Versions Compared

Key

  • This line was added.
  • This line was removed.
  • Formatting was changed.

...

You are free to create ARK strings as you wish, provided you use only digits, letters (ASCII, no diacritics), and the following characters:

= ~ * + @ _ $ . /

The last two characters are reserved in the event you wish to disclose ARK relationships.

Another unique feature of ARKs is that hyphens ('-') may appear but are identity inert, meaning that strings that differ only by hyphens are considered identical; for example, these strings

ark:/12345/141e86dc-d396-4e59-bbc2-4c3bf5326152

ark:/12345/141e86dcd3964e59bbc24c3bf5326152

identify the same thing. The reason for this feature is that text formatting processes out in the world routinely introduce extra hyphens into identifiers, breaking links to any server that treats hyphens as significant.

...

ARKs distinguish between lower- and upper-case letters, which makes shorter identifiers possible (52 vs 26 letters per character position). The "ARK way", however, is to use lower-case only unless you need shorter ARKs. The restriction makes it easier for resolvers to support your ARKs in case they arrive from the world with mixed- or upper-case letters, which happens regrettably often due to the lingering 1960's-era view that identifiers are case-insensitive (one sign of which is the prominence of the Caps Lock key on most computer keyboards).
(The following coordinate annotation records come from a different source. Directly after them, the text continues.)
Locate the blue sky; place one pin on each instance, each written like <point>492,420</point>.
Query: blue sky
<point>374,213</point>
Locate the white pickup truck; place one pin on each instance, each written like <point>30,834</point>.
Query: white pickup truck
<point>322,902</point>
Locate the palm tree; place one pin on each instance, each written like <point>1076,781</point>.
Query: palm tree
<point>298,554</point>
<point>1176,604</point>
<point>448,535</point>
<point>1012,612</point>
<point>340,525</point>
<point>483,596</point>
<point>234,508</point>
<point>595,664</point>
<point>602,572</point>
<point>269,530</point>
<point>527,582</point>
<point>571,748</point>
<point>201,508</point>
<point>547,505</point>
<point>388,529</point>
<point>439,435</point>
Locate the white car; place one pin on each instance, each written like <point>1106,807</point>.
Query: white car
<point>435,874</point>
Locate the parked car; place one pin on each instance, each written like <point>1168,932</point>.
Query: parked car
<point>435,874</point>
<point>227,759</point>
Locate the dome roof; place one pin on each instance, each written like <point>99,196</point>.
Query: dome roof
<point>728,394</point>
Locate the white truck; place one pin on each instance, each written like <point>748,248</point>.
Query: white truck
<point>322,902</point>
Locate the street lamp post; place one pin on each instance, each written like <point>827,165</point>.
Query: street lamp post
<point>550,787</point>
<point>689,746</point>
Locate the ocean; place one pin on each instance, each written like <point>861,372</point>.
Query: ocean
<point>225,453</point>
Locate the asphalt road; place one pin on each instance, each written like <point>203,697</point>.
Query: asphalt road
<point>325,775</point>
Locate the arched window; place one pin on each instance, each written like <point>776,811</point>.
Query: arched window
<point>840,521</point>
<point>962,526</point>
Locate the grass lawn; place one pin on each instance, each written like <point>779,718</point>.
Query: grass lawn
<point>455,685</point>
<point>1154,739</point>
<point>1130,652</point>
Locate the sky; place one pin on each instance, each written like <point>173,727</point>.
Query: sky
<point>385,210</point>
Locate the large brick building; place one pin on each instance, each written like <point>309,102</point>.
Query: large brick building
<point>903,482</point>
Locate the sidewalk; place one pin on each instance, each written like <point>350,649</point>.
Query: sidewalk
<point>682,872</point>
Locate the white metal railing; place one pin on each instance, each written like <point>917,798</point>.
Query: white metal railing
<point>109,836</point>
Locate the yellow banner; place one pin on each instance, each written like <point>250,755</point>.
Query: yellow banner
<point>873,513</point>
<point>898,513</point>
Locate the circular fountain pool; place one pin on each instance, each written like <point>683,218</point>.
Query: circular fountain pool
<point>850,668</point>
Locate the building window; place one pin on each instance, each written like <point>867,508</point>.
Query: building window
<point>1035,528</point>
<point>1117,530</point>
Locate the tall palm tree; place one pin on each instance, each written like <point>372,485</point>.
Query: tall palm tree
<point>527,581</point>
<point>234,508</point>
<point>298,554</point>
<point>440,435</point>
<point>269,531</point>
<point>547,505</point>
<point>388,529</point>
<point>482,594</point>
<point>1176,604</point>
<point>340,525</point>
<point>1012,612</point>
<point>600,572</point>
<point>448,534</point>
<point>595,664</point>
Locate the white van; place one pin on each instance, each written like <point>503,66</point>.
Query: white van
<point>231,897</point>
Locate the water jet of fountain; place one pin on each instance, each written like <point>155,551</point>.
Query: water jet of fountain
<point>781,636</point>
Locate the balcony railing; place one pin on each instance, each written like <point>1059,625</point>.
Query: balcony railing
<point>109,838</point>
Alphanumeric characters (letters and digits) are generally adequate, but it is recommended to use the betanumeric subset, consisting only of digits and consonants minus 'l' (letter ell, often mistaken for the digit 1):

0123456789bcdfghjkmnpqrstvwxz

This happens to be the repertoire produced from minters (unique string generators) supported by the Noid tool and N2T.net (used by ezid.cdlib.org and the Internet Archive), which creates transcription-safe strings using the strongest mainstream identifier check digit algorithm. When generating unique strings automatically, the absence of vowels helps avoid accidentally creating words that users can misconstrue.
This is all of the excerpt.